In honor of Earth Day, which is just a couple weeks away, I’d like to recommend the beautifully written Braiding Sweetgrass by Robin Wall Kimmerer. As a botanist, university professor, and member of Citizen Potawatomi Nation, Kimmerer intertwines her scientific knowledge of plants with an indigenous worldview, culminating in a powerful collection of reflections and teachings about our relationship with nature. Science is often considered an objective field (a scientist observes an object), but Kimmerer offers a more holistic perspective where the objects (in this case, plants) can be teachers, offering wisdom instead of just scientific knowledge. Her stories share a central theme of reciprocity and a reminder that we are responsible to protect the natural world in exchange for its many gifts. In a time when humans have become so disconnected with nature, Braiding Sweetgrass is an important and inspiring book I think everyone could benefit from.  

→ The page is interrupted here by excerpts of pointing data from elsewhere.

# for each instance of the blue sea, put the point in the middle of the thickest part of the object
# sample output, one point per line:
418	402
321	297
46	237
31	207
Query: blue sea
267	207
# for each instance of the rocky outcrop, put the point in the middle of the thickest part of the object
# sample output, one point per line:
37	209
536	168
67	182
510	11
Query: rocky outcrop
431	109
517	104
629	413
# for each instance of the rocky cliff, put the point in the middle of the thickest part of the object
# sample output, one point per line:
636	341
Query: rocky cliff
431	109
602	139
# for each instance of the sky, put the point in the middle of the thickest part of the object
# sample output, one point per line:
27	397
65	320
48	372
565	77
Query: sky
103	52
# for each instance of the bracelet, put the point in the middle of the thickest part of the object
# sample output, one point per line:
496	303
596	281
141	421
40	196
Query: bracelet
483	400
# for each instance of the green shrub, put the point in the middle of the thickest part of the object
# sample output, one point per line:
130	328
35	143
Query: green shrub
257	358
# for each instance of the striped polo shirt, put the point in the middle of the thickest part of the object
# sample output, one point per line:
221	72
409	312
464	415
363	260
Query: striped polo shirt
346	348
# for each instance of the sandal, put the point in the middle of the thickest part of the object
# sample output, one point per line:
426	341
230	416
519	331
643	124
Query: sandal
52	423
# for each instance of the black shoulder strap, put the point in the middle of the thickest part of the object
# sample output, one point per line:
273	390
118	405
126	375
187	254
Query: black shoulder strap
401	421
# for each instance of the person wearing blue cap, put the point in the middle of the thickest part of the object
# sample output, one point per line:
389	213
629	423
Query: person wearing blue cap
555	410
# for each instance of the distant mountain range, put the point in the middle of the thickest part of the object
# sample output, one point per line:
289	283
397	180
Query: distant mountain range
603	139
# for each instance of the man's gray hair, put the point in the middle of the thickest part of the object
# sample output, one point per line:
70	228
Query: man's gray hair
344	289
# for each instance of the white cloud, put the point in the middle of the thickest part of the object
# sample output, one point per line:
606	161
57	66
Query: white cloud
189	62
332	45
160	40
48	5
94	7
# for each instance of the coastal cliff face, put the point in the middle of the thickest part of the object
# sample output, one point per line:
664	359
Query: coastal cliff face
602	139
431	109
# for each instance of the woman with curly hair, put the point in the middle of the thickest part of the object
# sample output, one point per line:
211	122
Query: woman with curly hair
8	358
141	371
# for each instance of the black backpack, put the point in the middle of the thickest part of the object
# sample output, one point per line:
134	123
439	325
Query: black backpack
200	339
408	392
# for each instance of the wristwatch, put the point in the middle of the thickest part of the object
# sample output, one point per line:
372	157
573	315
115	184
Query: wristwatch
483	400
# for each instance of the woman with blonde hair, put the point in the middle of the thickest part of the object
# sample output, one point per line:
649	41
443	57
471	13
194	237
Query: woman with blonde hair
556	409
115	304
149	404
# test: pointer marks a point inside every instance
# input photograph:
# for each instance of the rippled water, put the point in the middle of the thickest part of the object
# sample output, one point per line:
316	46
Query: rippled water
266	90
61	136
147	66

One of my graduate school professors assigned The Invention of Nature by Andrea Wulf as reading material for our Conservation Biology class. Up until that point, I had never heard of Alexander von Humboldt, but the more I thought about it, the more I realized that there are so many things named after him! Humboldt County, Humboldt squid, Humboldt Current…the list goes on. Although Humboldt was a widely famous naturalist and geographer during his lifetime, he remains largely forgotten today. If you aren’t familiar with Alexander von Humboldt, I highly recommend this engaging biography about his life and contributions to science. You’ll follow Humboldt throughout his many explorations and learn how his writings shaped ecology as we know it today. You may be surprised to learn how much his work inspired well known historical figures including Charles Darwin, Henry David Thoreau, Thomas Jefferson, and John Muir! I still think about this biography regularly, and those who know me know I’m a bit passionate about Humboldt – I even named a piping plover chick after him! If you also enjoy the biography, definitely check out the companion illustrated book, The Adventures of Alexander von Humboldt featuring beautiful original artwork by Lillian Melcher interlaced with Humboldt’s original notes and drawings from his journeys in the Americas.

And now a field guide recommendation. Since spring migration is upon us, a bird field guide seems appropriate. I know many birders are die hard fans of Sibley guides. Don’t get me wrong, I also love his illustrations and keep a portable copy of his guide on my phone. That said, The Crossley ID Guide by Richard Crossley is one of my all-time favorite reference resources for birds. Instead of illustrations, this guide features photographs (taken by the author!) depicting each species in various plumages and behaviors. Crossley even layers the photographs on backgrounds depicting the birds’ natural habitats so that the reader can learn what the birds may look like in different behaviors and from various distances (see the American oystercatcher plate above). It’s a very approachable field guide that can be helpful to any birder regardless of skill level.